I transitioned over to the role of Channel Manager in Xbox Digital Supply Chain Business Operations (BizOps), while supporting this project. I was managing the day-to-day games services pipeline, and acting as SME in broad areas of ingestion, compliance, and policy for the legacy system, Xbox Live Authoring and Submission Tool (XLAST) while consulting and collaborating to build the new end-to-end digital supply chain ecosystem for Xbox.
This was the wild wild west. We had a massive team of engineers eager to make their mark in one the biggest gaming platforms in the world. To this day I have never worked with an engineering team so determined to listen and to get it right. While the basics of the ingestion and certification pipeline were being built, the TPMs and PMs were spending countless hours documenting the many teams, roles and responsibilities, layers of permission, unique workflows, pricing analysis, global regulation and policy, and more to create a “one content management tool to rule them all”. Scrum, sprints, post-mortems, oh my.
At the time, I managed a “channel” of digital goods, which was games (full title, arcade and indie) and game assets (map packs, consumables, themes, gamer pics, etc) globally. We were turning the old ways of thinking about game ingestion and asset management on its head. We spent hours brainstorming in post-it sessions and looking at the lifecycles of other, more mature, digital media types and developing hypotheses that we would then test and run through against industry knowledge, Xbox policy and government regulations.
We visited games publishers and development teams globally. We learned how they worked, what assets were managed by who and what they needed along the way.
This was a time of innovation. We had (relatively) unlimited resources, game nerd engineers chomping at the bit, and no clear timeline of delivery to make something epic that would enable scale and make complexity simple.

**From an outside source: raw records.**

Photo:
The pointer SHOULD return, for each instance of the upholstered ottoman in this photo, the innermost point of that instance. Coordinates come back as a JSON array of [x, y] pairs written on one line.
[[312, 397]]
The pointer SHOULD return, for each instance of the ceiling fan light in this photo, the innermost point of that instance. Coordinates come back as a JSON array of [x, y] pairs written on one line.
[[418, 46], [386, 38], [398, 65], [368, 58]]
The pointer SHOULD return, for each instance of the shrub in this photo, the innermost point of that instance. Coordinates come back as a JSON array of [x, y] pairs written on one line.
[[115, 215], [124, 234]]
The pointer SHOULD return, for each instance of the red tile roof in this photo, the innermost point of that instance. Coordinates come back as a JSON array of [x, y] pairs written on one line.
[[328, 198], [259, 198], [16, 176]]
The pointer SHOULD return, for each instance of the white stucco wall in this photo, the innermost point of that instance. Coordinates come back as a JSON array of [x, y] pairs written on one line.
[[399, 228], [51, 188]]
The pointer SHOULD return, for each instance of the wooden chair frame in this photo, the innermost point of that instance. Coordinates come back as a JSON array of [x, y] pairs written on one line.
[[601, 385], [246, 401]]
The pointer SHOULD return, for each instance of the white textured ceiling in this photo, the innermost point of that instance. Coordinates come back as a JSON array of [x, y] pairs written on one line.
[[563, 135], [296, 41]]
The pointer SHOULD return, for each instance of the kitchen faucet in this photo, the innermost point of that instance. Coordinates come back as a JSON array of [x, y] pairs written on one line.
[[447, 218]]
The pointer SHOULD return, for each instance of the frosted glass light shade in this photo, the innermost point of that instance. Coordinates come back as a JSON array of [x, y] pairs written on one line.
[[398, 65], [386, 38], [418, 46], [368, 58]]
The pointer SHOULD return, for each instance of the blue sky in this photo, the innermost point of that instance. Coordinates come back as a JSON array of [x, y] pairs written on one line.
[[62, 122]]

We launched the Game Developer Network Portal in 2011, and we face planted. Hard. In theory everything worked brilliantly, but we had hog tied ourselves with the UI and the layers of approvals required in order to ship a game. Our on-time game delivery numbers plummeted.
The teams rallied. The engineers put together an internal only tool that pulled in all logs and status on the backend and enabled the Ops and Cert teams to access it. The Ops team restructured their vendor resources to work against set criteria in queues. Suddenly, we went from minimum two weeks to get out a game, to two days.
Engineering kept listening, kept working and moved to weekly sprints. They’d push code out every Thursday like clockwork and the Ops team would learn the changes Friday to workflows and adjust accordingly the following week. It became a running joke that if you took time off that you’d come back and not know how to do your job. It was brilliant. GDNP became a success.
At the time, Microsoft had been making major changes in reorganization and in digitalization of products. We launched Kinect, added Apps to the Xbox, and launched Windows Phone. We were secretly working on the Xbox One, and getting ready to launch Office 365 and Windows 8.
GDNP integrated all of these product work streams. Ultimately what started out at as an innovative and flexible games content management and ingestion system became the “one to rule them all” supporting all of: games (including Games On Demand (GonD) and Games for Windows Live (GFWL)), games DLC, consumables, avatars, themes, gamer pics, Xbox Apps, Windows Phone Apps, tokens (including Point-of-Sale-Activation (POSA)), Microsoft Points (currency), OEM licensing, Windows 8 and Office 365.
This was a product I was super proud to have been part of and I learned so much while doing it. I cut my teeth with the Xbox Engineering team in the not-to-be-replicated perfect storm of GDNP in an era prime for innovation and change.